As Pete and Darius brought up on the latest LakerFilmRoom podcast, the Lakers’ team has been quite the inverse of what we’ve expected to see thus far. The defense has really carried the team while the offense is much lower ranked. This comes as a surprise to us all, but is it something we should believe in? Is the team’s defense legit, or should we expect it to regress a substantial degree negatively moving forward?
Let’s break down where the Lakers are conceding shots and learn more about those attempts to see just how far the Lakers defense might regress moving forward based on how they’ve played so far.

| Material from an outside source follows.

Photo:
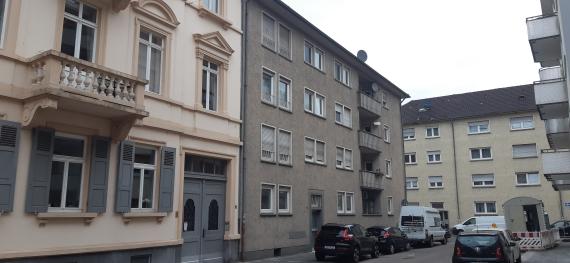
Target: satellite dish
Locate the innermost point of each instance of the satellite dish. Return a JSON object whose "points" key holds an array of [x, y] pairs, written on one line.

I can’t predict what the Lakers defense will look like in a month, but we can look at what has happened so far and see if statistically if the results have not lined up with the process.
Are Teams Just Missing Open Shots?
Short answer: Not to a degree that should concern Laker fans.
It would make sense that on a small sample of games a team could get lucky by having their opponents miss an unusual number of open shots, but this doesn’t appear to be the case.
LA has done an excellent job of forcing contested jump shots and limiting open looks. When teams do get open jumpers, they’re shooting slightly less efficient than the average, but not by a significant amount.
If we were to rewrite history and these teams were to shoot league average on these open shots, the Lakers would concede a whopping 0.8 points per game more than they already have.
0.8 points per game doesn’t quite move the needle and topple some house of cards that is supposedly the Lakers defense. This wouldn’t impact the team’s defensive efficiency ranking whatsoever.
Contested Jump Shooting
Well, what about on contested jump shots? The Lakers have the second best defensive points per possession defending guarded catch and shoot jumpers, so there’s potential for regression here.
If we do the same math for contested shots as we did for open shots, and assume that teams shot an average efficiency relative to what teams normally do on contested jumpers, LA would have given up 2.5 points per game more. A top 10 defensive efficiency in this area limits the damage to just under 2 points per game.
This isn’t insignificant, but it’s not a catastrophic decline either. I’d like to think that Lonzo and KCP and Ingram’s length would affect shooters more than normal, but even if it doesn’t, we’re looking at about a 2-2.5 point per game difference. That difference may not seem huge, but it’d result in a drop 4 spots in defensive efficiency.
Pull Up Shots
The Lakers are 19th in defensive efficiency against pull up jumpers, so it’s unlikely that the team is massively overperforming in this regard. LA is also giving up the 10th lowest amount of pull up shots by percentage, also mitigating potential effects of regression.
When looking at interior shots it’s important to understand what kinds of shots those are. Putbacks and cuts are high quality looks. Drives in general have higher scoring efficiencies than post ups. Post ups are actually one of the least efficient play types, behind even isolation. Pairing those post possessions, which the Lakers face more than average (which again, isn’t a problem), with drives is something I disagree with.
Breaking this down between post shots and non-post shots is key here, and something that we’re able to do with Synergy’s data. When looking at these non-post up possessions at the rim, the Lakers face these possessions 5th most frequently, right behind Golden State.
And teams are converting on those looks. The Lakers are 27th in defensive points per possession against these types of shots. That’s not good at all, but it’s also not an area where the team is overperforming and we should expect their defensive efficiency to come crumbling down. If anything, potential positive regression may be on the horizon.
Play Type Based Expected PPP
We’ll look to my NBA data spreadsheet for some assistance here. We can estimate the expected points per possession for each team based on the breakdown of play types that the team faces and the average scoring on each play type. LA would rank 13th in expected PPP and are 13th in actual PPP. In fact, the Lakers are overperforming their expected PPP the 4th least among teams overperforming the expectation, so that doesn’t scream regression.
The Lakers are looking like a top 15 defense that’s performing about as well as you’d expect a defense of that caliber to perform. They aren’t a top 5 defense and might be a fringe top 10 team, but based on what we’ve seen on the court and the data we have from those games, they seem legit and their data doesn’t scream regression to a below average team. I’d argue that what we’re seeing on the court matches the data quite well and the Lakers will be in the top 10-15 defenses by the end of the year. Even a finish in the top 15-20 would be a great step forward from last season and something to build upon for next year.